VwSen-230347/4/Kei/Shn Linz, am 21. Februar 1995 DVR.0690392

E r k e n n t n i s

Der unabhängige Verwaltungssenat des Landes Oberösterreich erkennt durch sein Mitglied Dr. Michael Keinberger über die Berufung des P P, vertreten durch U Z, gegen das Straferkenntnis des Bezirkshauptmannes von Eferding vom 12. August 1994, Zl.Sich96/112-4-1994-Gl/Bra, zu Recht:

I: Der Berufung wird insoferne Folge gegeben, als von der Verhängung einer Strafe abgesehen wird und der Berufungswerber unter Hinweis auf die Rechtswidrigkeit seines Verhaltens ermahnt wird.

Rechtsgrundlage:

§ 66 Abs.4 des Allgemeinen Verwaltungsverfahrensgesetzes (AVG) iVm § 24 des Verwaltungsstrafgesetzes (VStG), § 21 Abs.1 und § 51 Abs.1 VStG.

II: Der Berufungswerber hat keinen Beitrag zu den Kosten des Verwaltungsstrafverfahrens zu leisten.

Rechtsgrundlage:

§ 65 VStG.

Entscheidungsgründe:

1. Mit dem in der Präambel angeführten Straferkenntnis wurde über den Berufungswerber wegen einer Übertretung nach § 82 Abs.1 Z4 iVm § 5 und § 15 Abs.1 Fremdengesetz (FrG) eine Geldstrafe von 800 S (Ersatzfreiheitsstrafe 24 Stunden) verhängt, weil er sich seit 1. Juni 1994 - im Gasthaus P als Ferialpraktikant beschäftigt - nicht rechtmäßig in Österreich aufgehalten gehabt habe.
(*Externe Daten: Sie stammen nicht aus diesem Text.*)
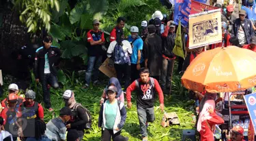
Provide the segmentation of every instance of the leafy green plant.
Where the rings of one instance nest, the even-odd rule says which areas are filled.
[[[17,0],[14,7],[20,12],[20,20],[25,23],[27,32],[35,33],[44,27],[51,28],[51,8],[59,11],[57,0]]]

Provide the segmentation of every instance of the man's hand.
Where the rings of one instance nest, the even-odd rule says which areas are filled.
[[[35,82],[36,82],[36,83],[39,83],[39,79],[35,79]]]
[[[128,106],[128,108],[131,108],[132,105],[132,102],[129,102],[127,103],[127,106]]]
[[[137,64],[137,68],[138,70],[139,70],[141,69],[141,64]]]
[[[66,127],[67,127],[68,129],[71,128],[70,124],[68,124],[67,125],[66,125]]]
[[[161,109],[162,112],[164,111],[164,108],[165,108],[164,104],[160,104],[160,108]]]

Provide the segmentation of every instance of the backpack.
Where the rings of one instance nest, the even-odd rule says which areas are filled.
[[[128,62],[128,58],[126,57],[125,52],[122,45],[117,44],[115,46],[113,52],[114,62],[116,64],[124,64]]]
[[[154,78],[150,77],[150,79],[151,83],[153,85],[153,88],[154,88],[155,87],[155,81],[154,81]],[[135,84],[136,84],[136,87],[139,87],[139,79],[135,80]]]
[[[85,107],[83,106],[83,105],[80,103],[76,103],[76,104],[74,105],[74,108],[73,108],[74,112],[76,113],[76,118],[78,118],[78,117],[79,117],[79,115],[77,114],[76,108],[79,106],[81,106],[83,108],[83,109],[85,110],[86,116],[87,117],[87,119],[89,120],[89,122],[86,123],[84,128],[85,128],[85,129],[91,129],[91,115],[90,114],[90,112]]]

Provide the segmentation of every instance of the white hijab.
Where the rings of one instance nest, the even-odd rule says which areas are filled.
[[[212,107],[212,109],[215,108],[215,102],[213,100],[208,100],[205,101],[205,103],[203,105],[203,110],[201,111],[199,115],[199,118],[197,121],[197,131],[200,132],[202,127],[202,122],[210,119],[212,118],[212,116],[210,115],[208,109],[210,107]]]

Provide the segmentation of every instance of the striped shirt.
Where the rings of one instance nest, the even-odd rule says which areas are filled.
[[[52,140],[66,140],[66,131],[67,130],[64,123],[59,117],[51,120],[46,124],[45,134]]]

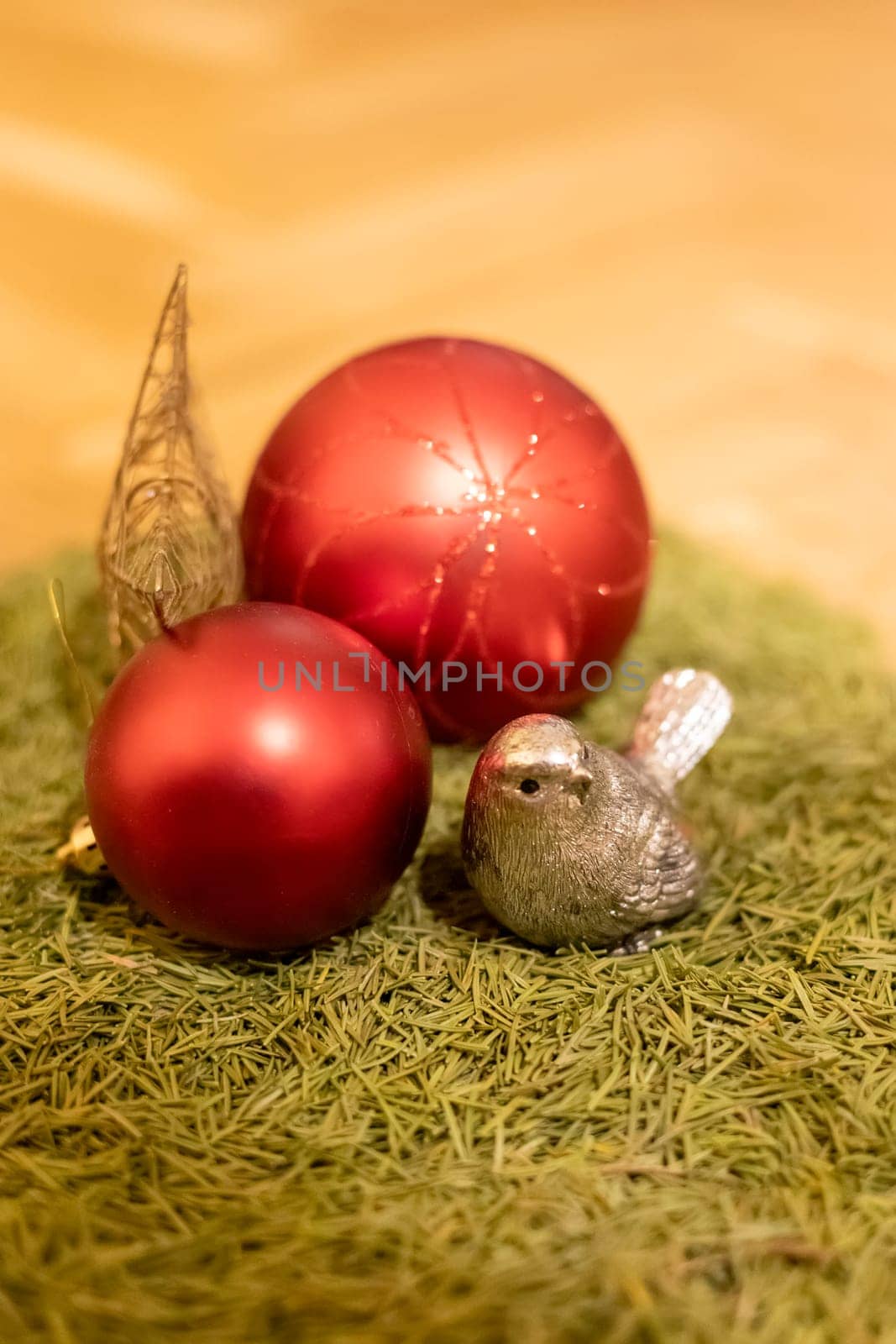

2. Dagegen wurde Berufung erhoben, in der ua ausgeführt wurde:

"Wir bekamen von der Sicherheitsdirektion NÖ, Hr. Mag.

H (0 Kl.) die Information, daß ungarische Ferialpraktikanten, die im Rahmen ihrer Schulausbildung ein Praktikum in Österreich ableisten nur dann einen Sichtvermerk brauchen, wenn sie sich, ohne Unterbrechung, länger als 30 Tage in Österreich aufhalten.

Schüler, die zwischendurch die Grenze überschreiten, benötigen keinen.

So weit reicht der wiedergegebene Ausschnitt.